The Bullroarer Atlas

BRUGGEMANN1896-001 - ethnographic attestation

Boys of Stolzenau

Germany - Stolzenau - Kingdom of Hanover - modern Lower Saxony - Central Europe

Play / practical

Bruggemann's Stolzenau account remembers the familiar boys' toy and the cattle it could send bolting.
Bruggemann's Stolzenau account remembers the familiar boys' toy and the cattle it could send bolting. Fr. Bruggemann, Das Schwirrholz im Hannoverschen, Globus 70 (1896), p. 388 Public domain Image source

Source term: Schwirrholz

Schwirrholz: generic German bullroarer term; no special Stolzenau name is recorded

In Stolzenau in the 1860s, the Schwirrholz was a familiar boys' toy: a ruler-like wooden slat, notched near one end, looped to a whip and swept in a circle. Its roar could spill into village mischief too, sending the cattle of disliked herders bolting across the fields.

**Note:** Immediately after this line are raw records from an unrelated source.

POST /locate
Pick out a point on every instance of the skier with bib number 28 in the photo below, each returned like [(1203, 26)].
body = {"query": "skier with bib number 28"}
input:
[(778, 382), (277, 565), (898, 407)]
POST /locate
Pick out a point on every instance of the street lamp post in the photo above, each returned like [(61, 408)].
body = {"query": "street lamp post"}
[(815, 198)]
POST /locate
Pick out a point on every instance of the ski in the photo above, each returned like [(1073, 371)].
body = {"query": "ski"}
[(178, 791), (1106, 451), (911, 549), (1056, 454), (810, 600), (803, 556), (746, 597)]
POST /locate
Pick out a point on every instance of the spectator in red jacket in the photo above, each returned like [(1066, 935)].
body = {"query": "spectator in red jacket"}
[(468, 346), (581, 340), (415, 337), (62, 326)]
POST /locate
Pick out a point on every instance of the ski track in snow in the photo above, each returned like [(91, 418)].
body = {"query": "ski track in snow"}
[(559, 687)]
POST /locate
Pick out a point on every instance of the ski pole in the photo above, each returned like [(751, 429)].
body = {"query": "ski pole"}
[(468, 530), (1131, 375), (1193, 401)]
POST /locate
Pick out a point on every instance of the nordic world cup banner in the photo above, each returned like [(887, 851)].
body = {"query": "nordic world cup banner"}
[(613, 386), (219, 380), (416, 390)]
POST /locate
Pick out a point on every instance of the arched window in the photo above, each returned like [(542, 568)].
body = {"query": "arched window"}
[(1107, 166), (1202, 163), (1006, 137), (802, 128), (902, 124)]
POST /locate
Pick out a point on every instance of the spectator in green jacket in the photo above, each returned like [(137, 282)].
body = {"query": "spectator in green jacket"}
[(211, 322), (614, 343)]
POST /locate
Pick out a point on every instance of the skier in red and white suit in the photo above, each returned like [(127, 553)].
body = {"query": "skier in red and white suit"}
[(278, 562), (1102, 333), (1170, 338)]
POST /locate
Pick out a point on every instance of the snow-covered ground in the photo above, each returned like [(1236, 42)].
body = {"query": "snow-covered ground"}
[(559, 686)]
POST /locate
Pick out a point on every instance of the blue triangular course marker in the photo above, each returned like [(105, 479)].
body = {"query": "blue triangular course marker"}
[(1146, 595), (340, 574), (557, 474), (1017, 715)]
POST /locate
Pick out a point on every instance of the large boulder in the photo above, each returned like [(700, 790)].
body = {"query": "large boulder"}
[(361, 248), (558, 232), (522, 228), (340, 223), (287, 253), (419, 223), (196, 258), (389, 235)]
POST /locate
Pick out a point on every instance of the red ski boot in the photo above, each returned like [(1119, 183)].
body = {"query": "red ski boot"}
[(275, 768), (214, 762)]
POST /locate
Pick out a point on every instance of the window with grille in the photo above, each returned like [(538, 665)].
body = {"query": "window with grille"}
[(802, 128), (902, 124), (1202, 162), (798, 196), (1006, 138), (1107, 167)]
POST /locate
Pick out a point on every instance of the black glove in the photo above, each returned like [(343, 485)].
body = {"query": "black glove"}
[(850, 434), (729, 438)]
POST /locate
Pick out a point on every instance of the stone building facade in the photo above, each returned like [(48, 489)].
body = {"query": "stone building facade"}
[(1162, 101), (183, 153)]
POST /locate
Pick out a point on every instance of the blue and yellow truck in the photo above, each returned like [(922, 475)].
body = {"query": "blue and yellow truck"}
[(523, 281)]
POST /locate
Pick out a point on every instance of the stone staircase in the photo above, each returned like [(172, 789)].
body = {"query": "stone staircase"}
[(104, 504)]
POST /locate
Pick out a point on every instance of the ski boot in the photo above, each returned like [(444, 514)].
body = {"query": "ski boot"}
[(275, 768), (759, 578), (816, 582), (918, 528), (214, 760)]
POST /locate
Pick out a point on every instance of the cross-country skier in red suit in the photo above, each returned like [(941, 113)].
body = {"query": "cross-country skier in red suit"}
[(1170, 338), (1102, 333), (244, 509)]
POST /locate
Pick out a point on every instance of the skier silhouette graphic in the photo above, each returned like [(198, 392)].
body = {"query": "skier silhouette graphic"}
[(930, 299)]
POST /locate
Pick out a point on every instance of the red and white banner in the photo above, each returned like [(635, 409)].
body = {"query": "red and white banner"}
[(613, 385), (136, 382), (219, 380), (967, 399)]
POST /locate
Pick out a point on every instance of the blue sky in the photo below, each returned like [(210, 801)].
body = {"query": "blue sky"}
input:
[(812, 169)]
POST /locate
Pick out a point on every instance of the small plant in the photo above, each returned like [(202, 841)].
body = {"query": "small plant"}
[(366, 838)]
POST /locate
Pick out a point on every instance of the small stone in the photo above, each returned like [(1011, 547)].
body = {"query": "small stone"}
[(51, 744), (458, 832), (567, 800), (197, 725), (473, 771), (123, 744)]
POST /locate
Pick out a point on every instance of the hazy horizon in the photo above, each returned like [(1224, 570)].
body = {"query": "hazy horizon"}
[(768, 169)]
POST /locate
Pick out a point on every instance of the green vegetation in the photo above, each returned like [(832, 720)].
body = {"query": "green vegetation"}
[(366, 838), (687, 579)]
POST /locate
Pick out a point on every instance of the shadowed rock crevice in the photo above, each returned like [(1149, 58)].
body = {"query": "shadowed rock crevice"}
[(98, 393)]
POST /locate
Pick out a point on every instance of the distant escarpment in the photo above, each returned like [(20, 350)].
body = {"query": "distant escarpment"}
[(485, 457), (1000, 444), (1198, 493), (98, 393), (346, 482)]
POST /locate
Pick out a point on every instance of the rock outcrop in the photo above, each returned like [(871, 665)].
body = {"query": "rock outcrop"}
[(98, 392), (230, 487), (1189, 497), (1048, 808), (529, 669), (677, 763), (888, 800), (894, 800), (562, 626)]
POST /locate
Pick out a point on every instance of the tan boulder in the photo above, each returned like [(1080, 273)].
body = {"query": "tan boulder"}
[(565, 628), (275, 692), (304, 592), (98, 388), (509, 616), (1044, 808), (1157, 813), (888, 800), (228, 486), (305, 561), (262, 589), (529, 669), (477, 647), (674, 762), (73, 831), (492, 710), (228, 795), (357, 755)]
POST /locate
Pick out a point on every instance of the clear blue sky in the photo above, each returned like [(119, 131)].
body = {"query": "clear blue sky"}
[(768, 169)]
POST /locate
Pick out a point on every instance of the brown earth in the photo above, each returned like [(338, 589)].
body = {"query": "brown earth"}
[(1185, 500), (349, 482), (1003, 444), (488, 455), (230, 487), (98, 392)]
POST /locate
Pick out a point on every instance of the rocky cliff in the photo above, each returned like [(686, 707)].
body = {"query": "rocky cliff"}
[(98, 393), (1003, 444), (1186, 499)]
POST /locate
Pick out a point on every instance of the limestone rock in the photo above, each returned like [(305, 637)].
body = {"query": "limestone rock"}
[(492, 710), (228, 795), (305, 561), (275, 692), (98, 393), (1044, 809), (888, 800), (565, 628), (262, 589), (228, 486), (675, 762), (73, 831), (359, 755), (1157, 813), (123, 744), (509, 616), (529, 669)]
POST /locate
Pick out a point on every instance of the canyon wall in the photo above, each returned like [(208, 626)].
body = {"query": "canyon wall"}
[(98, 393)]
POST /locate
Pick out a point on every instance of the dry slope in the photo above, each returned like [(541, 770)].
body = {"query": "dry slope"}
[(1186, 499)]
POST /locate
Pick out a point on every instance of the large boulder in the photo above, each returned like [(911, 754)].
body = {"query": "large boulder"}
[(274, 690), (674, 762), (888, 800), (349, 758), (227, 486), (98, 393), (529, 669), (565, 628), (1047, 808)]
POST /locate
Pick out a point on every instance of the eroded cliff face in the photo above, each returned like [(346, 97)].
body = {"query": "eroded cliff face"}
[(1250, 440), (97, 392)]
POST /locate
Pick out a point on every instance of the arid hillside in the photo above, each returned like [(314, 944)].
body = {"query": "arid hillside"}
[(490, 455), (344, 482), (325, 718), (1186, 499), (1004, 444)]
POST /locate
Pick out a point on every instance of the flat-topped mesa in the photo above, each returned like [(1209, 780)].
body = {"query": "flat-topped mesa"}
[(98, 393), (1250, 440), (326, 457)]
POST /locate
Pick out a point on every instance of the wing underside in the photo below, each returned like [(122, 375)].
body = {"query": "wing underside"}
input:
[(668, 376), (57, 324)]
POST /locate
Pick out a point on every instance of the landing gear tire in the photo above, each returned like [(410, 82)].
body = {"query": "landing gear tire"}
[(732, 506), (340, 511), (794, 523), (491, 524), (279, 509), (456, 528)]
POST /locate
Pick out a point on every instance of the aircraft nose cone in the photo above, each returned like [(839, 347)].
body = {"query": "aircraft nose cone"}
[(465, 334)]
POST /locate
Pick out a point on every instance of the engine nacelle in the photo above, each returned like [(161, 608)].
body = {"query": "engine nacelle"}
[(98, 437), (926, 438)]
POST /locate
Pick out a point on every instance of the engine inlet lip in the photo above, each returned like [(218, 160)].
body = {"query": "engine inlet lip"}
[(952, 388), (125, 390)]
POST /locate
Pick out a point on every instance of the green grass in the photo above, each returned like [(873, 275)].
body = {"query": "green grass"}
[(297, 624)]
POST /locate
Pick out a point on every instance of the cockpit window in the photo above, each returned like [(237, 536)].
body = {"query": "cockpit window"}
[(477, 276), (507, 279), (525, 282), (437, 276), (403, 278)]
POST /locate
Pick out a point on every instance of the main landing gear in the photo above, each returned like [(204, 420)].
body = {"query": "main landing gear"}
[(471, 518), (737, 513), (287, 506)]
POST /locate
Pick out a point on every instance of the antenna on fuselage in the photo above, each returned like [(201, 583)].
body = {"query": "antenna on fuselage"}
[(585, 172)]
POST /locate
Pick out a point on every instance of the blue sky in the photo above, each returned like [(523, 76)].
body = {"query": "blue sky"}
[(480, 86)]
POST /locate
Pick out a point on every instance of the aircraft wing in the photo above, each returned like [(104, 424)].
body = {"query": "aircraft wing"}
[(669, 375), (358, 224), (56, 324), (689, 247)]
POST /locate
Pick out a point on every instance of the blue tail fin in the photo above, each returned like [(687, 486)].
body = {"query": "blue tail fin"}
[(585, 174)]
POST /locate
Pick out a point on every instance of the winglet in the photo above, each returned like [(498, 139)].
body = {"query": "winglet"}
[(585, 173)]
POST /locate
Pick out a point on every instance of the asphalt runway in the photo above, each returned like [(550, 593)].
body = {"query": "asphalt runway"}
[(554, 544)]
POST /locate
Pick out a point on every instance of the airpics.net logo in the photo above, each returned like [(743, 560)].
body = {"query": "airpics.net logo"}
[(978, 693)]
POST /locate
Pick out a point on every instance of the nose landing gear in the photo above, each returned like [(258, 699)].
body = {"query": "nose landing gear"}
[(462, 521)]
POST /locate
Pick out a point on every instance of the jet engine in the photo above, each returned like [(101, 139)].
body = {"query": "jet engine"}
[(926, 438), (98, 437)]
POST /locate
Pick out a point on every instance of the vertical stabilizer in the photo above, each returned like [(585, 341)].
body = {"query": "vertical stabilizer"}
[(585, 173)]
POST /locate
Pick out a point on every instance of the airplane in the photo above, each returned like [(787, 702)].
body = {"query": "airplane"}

ein bekanntes und beliebtes Spielzeug

a familiar and popular toy

Bruggemann 1896:388
Object
Elongated ruler-like wooden slat with both narrow edges notched at one end, attached to a whip by a simple loop and swung in a circle; Bruggemann says its manufacture exactly matched Figura's mechanically explicit Galician example.
Function
Familiar and popular childhood toy; boys sometimes used it to make the cattle of disliked herders bolt.
Map confidence
high - Stolzenau town anchor; the source records no exact childhood play site.